Theme 3: Drive distribution and adoption
All this will have limited impact without participation by drug developers and uptake by hospitals. So we’ll work closely with both, figure out their pain points and incentives, and align with them.
Our goal for pharma is that they make their selection criterial available for patient-matching, including the criteria that they hold private — because we can’t build a better system to serve patients without it. Furthermore, we’ll ask them to commit to making more of their trials available in community hospital settings, so that any patient can access them.
Meanwhile, we want to make it possible for any hospital to benefit from an improved clinical trial ecosystem. This may require supporting local efforts in creative, distributed ways.
Join the conversation!
In his recent comments in New York City, Vice President Joe Biden commented that he has two unique abilities, which he confers onto the Biden Cancer Initiative. One is the ability to convene people — to bring people to the table to solve important problems. The other is the ability to bring people together to commit and collaborate — to set a high bar and encourage everyone live up to it. Those are the unique qualities that will make this initiative successful.

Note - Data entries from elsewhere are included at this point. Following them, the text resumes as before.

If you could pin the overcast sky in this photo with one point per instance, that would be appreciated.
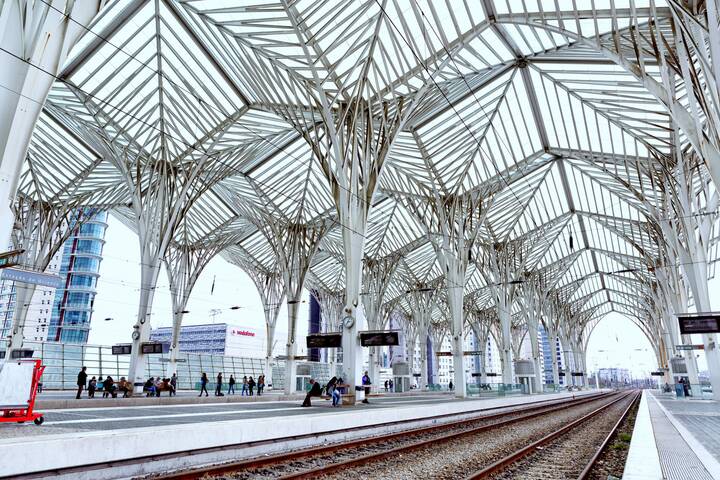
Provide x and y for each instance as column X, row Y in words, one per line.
column 615, row 342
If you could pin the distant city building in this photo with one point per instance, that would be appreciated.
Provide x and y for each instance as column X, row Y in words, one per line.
column 62, row 314
column 442, row 370
column 614, row 376
column 216, row 339
column 547, row 353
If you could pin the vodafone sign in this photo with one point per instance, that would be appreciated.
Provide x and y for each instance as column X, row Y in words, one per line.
column 239, row 332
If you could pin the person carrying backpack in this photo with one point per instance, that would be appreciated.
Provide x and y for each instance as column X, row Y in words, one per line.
column 203, row 384
column 231, row 383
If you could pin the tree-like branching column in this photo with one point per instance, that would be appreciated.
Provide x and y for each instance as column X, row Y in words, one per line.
column 377, row 275
column 452, row 222
column 184, row 262
column 294, row 246
column 36, row 38
column 422, row 300
column 438, row 333
column 270, row 285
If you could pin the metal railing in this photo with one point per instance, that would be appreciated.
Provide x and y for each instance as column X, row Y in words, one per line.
column 63, row 362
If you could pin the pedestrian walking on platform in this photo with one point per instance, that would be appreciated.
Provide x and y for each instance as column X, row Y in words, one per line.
column 243, row 392
column 315, row 391
column 82, row 380
column 332, row 389
column 251, row 385
column 203, row 384
column 366, row 383
column 92, row 385
column 218, row 386
column 231, row 383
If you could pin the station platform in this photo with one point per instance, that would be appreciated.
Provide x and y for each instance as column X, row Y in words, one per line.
column 163, row 437
column 674, row 439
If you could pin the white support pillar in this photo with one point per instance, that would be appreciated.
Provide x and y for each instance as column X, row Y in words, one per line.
column 424, row 381
column 506, row 338
column 149, row 271
column 697, row 274
column 291, row 346
column 353, row 315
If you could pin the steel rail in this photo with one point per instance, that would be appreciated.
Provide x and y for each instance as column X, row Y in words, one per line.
column 588, row 468
column 264, row 462
column 363, row 459
column 510, row 459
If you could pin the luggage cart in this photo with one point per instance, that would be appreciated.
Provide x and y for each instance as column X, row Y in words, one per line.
column 19, row 380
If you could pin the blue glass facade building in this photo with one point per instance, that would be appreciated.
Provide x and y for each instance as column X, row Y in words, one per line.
column 80, row 268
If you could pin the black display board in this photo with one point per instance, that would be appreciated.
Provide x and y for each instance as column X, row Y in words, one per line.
column 699, row 323
column 123, row 349
column 379, row 339
column 324, row 340
column 152, row 347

We have already assembled a working group on clinical trial matching — individuals who bring a wide range of expertise and perspectives that will make this effort successful. However, it goes beyond us. If we want to make the ecosystem better, we need to work with everyone in it.
Do you know of an entrepreneur working at this problem?
Do you know of a community-based private practice, hospital or health system that matches patients to trials consistently? Perhaps their expertise can be translated to other settings to help even more patients.
What patient group has served you or a loved one well in providing information about available clinical trials? We want to work with them to share their practices and reach more patients.
Do you know of a patient who benefited from effective clinical trial searching? Let’s make sure their story gets heard. It might motivate more patients and it might reveal novel ways to find trials.
An open invitation for collaboration
Are you interested in working with us to create, validate, and deploy new strategies for patient enrollment in cancer clinical trials?
We want to hear from you. Please send your inputs and inquiries to firstname.lastname@example.org.
I began this three-part series with a story of a cancer patient who was let down by the system. Unfortunately, Norman’s story is all too real and all too common, across the US. It is time to apply the “urgency of now” to make sure every patient gets the trial they need, where they are.